Factor the equation $y^2+13=x^3$ 
in the number field $\Q(\sqrt{-13})$, which has
class number~$2$.  Show that if $x,y$ is an integer solution then the
ideal $(y+\sqrt{-13})$ must be the cube of an ideal, and hence
$y+\sqrt{-13} = (a+b\sqrt{-13})^3$; thus $1=b(3a^2-13b^2)$.

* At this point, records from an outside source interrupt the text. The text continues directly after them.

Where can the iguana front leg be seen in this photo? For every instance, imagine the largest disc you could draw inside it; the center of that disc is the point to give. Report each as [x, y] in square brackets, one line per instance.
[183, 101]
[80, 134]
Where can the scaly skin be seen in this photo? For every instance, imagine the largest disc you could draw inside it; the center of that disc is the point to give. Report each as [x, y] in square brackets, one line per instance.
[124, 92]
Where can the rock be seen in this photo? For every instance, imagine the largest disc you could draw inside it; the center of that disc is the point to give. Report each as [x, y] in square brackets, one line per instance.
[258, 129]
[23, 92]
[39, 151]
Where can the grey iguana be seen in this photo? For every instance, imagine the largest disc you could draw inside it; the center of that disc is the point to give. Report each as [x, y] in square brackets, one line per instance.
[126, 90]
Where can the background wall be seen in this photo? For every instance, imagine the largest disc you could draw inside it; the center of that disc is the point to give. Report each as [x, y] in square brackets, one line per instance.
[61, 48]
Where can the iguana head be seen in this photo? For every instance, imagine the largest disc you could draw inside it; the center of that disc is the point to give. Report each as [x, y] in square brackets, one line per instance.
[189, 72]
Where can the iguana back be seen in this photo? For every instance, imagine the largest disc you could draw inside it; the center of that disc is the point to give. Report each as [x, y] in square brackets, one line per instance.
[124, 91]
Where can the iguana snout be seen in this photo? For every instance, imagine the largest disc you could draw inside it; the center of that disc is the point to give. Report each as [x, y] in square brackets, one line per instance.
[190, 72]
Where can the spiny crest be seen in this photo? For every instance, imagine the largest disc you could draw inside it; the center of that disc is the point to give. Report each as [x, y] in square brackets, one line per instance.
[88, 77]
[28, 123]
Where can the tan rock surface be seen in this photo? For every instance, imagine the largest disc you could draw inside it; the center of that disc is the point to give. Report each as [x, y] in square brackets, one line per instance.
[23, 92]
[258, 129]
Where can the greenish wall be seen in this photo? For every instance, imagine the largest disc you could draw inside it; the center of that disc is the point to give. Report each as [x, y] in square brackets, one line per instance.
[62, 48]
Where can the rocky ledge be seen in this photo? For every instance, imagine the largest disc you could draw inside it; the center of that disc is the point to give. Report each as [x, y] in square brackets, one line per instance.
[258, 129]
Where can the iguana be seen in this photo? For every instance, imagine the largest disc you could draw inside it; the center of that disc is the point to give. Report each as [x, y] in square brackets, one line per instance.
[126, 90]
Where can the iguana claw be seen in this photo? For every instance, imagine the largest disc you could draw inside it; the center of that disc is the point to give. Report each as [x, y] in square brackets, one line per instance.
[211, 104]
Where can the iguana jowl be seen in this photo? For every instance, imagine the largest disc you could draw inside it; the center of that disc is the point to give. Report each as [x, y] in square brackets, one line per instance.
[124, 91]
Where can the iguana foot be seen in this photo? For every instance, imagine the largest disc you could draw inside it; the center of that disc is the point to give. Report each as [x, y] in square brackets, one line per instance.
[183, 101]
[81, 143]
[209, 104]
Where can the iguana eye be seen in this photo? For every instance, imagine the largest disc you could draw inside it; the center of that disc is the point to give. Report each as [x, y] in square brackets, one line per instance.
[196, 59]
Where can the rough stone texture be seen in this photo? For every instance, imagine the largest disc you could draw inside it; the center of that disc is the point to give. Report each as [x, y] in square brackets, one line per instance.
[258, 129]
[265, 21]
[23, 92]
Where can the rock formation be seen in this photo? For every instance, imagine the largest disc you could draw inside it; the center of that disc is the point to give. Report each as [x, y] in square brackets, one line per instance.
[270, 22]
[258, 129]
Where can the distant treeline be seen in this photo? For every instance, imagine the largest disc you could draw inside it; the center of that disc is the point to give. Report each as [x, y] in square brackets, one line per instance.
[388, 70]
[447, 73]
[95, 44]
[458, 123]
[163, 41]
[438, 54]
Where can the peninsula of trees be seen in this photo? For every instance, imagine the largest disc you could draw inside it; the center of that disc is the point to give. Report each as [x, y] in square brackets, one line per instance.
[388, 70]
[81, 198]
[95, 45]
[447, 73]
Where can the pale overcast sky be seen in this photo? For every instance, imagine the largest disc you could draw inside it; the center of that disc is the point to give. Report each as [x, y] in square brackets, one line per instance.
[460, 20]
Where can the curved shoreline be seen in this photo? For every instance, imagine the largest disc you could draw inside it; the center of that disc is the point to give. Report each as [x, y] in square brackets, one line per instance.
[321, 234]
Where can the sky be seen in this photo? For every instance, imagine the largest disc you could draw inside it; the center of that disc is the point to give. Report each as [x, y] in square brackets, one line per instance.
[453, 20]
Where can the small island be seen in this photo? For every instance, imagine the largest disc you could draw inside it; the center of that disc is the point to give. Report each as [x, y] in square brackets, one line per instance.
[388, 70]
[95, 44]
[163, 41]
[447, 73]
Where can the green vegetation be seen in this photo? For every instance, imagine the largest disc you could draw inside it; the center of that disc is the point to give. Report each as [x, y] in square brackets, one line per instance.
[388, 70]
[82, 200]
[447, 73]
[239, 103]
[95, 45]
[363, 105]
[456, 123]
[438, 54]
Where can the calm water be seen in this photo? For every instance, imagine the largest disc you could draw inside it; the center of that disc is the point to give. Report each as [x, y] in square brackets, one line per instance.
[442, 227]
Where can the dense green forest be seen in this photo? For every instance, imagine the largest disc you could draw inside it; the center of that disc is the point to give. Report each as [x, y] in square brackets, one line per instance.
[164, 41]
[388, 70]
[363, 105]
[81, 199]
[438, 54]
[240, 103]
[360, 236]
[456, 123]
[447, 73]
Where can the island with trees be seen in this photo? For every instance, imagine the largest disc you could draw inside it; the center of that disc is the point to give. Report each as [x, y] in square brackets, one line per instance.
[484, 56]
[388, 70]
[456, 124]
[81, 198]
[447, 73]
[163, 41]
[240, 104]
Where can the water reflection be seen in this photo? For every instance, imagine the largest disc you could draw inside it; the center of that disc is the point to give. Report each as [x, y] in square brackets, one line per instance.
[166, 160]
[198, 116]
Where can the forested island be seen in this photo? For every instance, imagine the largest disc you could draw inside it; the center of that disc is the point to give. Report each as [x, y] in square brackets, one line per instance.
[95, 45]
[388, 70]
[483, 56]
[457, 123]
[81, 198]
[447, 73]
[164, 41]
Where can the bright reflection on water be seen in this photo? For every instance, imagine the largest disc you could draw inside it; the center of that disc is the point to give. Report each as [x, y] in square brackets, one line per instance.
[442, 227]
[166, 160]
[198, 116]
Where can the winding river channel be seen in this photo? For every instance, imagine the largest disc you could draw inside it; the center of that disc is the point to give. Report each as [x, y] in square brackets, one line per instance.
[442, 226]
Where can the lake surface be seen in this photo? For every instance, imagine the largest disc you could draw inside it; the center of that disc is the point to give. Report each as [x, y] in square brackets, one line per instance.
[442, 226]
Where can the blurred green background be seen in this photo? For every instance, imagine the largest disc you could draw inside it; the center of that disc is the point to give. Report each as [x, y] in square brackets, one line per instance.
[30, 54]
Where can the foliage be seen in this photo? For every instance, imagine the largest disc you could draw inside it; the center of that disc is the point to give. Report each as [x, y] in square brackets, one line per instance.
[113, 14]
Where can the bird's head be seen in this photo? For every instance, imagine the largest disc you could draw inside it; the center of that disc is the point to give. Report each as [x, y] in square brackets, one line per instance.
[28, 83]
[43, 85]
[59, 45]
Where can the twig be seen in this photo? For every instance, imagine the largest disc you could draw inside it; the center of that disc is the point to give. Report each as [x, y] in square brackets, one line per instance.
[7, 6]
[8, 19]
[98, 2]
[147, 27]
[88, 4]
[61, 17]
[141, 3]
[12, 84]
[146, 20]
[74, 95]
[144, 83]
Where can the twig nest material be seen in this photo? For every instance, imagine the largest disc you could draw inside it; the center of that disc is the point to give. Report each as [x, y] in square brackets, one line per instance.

%\item Find representative ideals for each element of the class group
%of $\Q(\sqrt{-23})$.

\item Suppose $I$ and $J$ are ideals in the ring $\O_K$ of integers of
a number field $K$.  Does $IJ=I\cap J$?  Prove or give a
counterexample.

\item Let $\O_K$ be the ring of integers $\Q(\sqrt{5})$,
and let 
$$I=(5, 2+\sqrt{5})\qquad\text{and}\qquad J=(209,(389+\sqrt{5})/2)$$
be integral ideals of $\O_K$.
\begin{enumerate}
\item 
Find an element of $\O_K$ that is congruent to $\sqrt{5}$
modulo $I$ and is congruent to $1-\sqrt{5}$ modulo $J$.
\item What is the cardinality of $(\O_K/I) \oplus (\O_K/J)$?
\item Find an element $a\in I$ such that $(a)/I$ is coprime
to $J$.
\end{enumerate}

\item Let $\O_K$ be the ring of integers of a number field
$K$, and suppose $K$ has exactly $2s$ complex embeddings. Prove
that the sign of $\Disc(\O_K)$ is $(-1)^s$.

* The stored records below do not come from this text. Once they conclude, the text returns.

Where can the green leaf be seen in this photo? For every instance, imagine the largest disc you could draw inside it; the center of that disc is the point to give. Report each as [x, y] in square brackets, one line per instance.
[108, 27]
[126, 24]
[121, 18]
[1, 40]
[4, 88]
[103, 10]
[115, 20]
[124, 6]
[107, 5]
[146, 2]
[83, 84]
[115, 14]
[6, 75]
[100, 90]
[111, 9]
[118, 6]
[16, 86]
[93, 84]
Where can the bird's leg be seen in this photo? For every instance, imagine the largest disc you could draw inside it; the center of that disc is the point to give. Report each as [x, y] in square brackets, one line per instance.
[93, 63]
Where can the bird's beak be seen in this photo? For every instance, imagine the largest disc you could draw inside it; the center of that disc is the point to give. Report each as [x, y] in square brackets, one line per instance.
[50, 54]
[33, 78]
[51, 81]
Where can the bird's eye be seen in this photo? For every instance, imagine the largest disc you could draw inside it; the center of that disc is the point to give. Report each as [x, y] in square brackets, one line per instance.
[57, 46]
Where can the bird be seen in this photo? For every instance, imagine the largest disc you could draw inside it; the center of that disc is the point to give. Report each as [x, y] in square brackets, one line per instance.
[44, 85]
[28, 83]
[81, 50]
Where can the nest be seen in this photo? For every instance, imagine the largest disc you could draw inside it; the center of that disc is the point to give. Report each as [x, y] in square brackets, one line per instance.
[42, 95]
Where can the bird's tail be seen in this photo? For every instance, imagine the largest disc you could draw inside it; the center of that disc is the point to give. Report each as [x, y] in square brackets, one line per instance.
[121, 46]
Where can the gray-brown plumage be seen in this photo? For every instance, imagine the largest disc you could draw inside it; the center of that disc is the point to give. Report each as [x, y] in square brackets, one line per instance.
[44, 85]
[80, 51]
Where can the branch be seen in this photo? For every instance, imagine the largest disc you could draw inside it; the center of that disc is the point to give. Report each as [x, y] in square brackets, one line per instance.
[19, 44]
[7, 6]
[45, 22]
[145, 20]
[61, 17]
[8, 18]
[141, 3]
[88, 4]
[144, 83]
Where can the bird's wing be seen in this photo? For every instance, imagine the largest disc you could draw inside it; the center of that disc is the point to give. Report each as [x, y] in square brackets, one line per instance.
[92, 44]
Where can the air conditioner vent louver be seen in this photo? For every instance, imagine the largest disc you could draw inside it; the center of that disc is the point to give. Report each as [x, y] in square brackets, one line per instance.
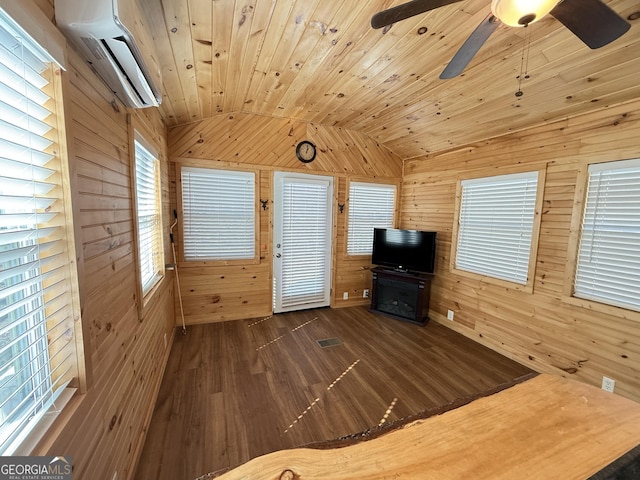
[94, 47]
[111, 36]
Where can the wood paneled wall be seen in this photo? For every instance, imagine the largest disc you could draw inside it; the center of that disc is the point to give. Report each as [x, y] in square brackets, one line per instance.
[125, 348]
[542, 330]
[219, 293]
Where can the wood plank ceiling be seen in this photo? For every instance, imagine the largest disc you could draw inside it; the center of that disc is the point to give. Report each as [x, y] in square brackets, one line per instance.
[319, 61]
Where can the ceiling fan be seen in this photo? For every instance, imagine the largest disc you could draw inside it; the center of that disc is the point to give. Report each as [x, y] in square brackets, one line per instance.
[592, 21]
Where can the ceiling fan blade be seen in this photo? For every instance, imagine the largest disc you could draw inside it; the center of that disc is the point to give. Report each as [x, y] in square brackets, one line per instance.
[406, 10]
[591, 21]
[470, 47]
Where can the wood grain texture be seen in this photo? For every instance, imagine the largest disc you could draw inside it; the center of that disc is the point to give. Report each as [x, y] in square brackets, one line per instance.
[320, 62]
[223, 292]
[125, 352]
[546, 329]
[237, 390]
[546, 427]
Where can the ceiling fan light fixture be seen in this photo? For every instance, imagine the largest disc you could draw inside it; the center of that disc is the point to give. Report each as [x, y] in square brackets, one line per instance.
[520, 13]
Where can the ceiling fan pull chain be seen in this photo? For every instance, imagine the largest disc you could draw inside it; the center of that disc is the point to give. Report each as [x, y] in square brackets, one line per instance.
[524, 60]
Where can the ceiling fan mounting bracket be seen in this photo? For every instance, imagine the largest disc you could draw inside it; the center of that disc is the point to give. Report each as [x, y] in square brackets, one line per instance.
[592, 21]
[527, 19]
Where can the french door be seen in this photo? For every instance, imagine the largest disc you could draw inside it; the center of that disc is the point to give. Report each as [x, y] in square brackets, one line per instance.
[302, 236]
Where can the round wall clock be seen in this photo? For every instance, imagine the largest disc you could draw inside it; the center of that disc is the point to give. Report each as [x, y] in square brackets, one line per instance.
[306, 151]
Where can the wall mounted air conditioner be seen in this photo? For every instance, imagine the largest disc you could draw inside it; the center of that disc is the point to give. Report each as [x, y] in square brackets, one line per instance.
[112, 36]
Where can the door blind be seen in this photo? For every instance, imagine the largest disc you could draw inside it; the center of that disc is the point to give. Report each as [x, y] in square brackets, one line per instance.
[371, 206]
[608, 267]
[150, 246]
[304, 243]
[496, 224]
[37, 351]
[218, 214]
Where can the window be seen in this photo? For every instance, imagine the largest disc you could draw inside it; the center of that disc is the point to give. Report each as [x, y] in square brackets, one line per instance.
[218, 208]
[371, 205]
[608, 264]
[149, 214]
[496, 225]
[38, 287]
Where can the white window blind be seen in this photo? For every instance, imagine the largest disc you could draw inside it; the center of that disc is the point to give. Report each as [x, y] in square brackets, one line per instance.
[371, 205]
[305, 242]
[496, 224]
[37, 347]
[608, 267]
[218, 214]
[148, 204]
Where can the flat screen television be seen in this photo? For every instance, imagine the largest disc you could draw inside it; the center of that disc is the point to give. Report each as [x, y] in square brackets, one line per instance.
[406, 250]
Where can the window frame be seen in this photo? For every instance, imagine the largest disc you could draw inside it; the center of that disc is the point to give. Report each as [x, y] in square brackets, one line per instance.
[34, 24]
[180, 233]
[368, 182]
[139, 135]
[535, 231]
[573, 251]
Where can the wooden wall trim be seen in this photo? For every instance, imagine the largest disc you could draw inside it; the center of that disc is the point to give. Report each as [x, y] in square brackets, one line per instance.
[242, 141]
[542, 329]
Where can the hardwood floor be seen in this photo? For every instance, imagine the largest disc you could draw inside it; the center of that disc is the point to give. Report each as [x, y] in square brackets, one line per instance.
[236, 390]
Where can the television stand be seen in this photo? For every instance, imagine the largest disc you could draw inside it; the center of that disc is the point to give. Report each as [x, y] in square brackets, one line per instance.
[401, 295]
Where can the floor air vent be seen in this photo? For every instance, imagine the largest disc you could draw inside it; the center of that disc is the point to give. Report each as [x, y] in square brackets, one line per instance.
[329, 342]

\item (*) Suppose $\O$ is an order in the ring of integers $\O_K$ of a
number field.  Is every ideal in $\O$ necessarily generated by two
elements? (Answer: No. Challenge: Given an example.)


\item Find representative ideals for each element of the class group
of $\Q(\sqrt{-23})$.  Illustrate how to use the Minkowski bound
to prove that your list of representatives is complete.

\item Suppose $\O$ is an order in the ring of integers $\O_K$ of a
number field.  Is every ideal in $\O$ necessarily generated by two
elements?

\item Let $K$ be a number field of degree $n>1$ with $s$ pairs
of complex conjugate embeddings.  Prove that 
\[
\left(\frac{\pi}{4}\right)^s\cdot \frac{n^n}{n!} > 1.
\]

\item Do the exercise on page 19 of Swinnerton-Dyer, which shows
that the quantity $C_{r,s}$ in the finiteness of class group theorem
can be taken to be $\left(\frac{4}{\pi}\right)^{s} \frac{n!}{n^n}$.

% exercise from page 341 of Frohlich-Taylor
\item Let $\alpha$ denote a root of $x^3-x+2$ and let $K=\Q(\alpha)$.
Show that $\O_K=\Z[\alpha]$ and that $K$ has class number $1$ (don't
just read this off from the output of the \magma{} commands {\tt
MaximalOrder} and {\tt ClassNumber}).  [Hint: consider the square
factors of the discriminant of $x^3-x+2$ and show that
$\frac{1}{2}(a+b\alpha + c\alpha^2)$ is an algebra integer if and only
if $a$, $b$, and $c$ are all even.]

% from page 342 of Frohlich-Taylor
\item If $S$ is a closed, bounded, convex, symmetric set in $\R^n$
with $\Vol(S)\geq m 2^n$, for some positive integer $m$, show that
$S$ contains at least $2m$ nonzero points in $\Z^n$.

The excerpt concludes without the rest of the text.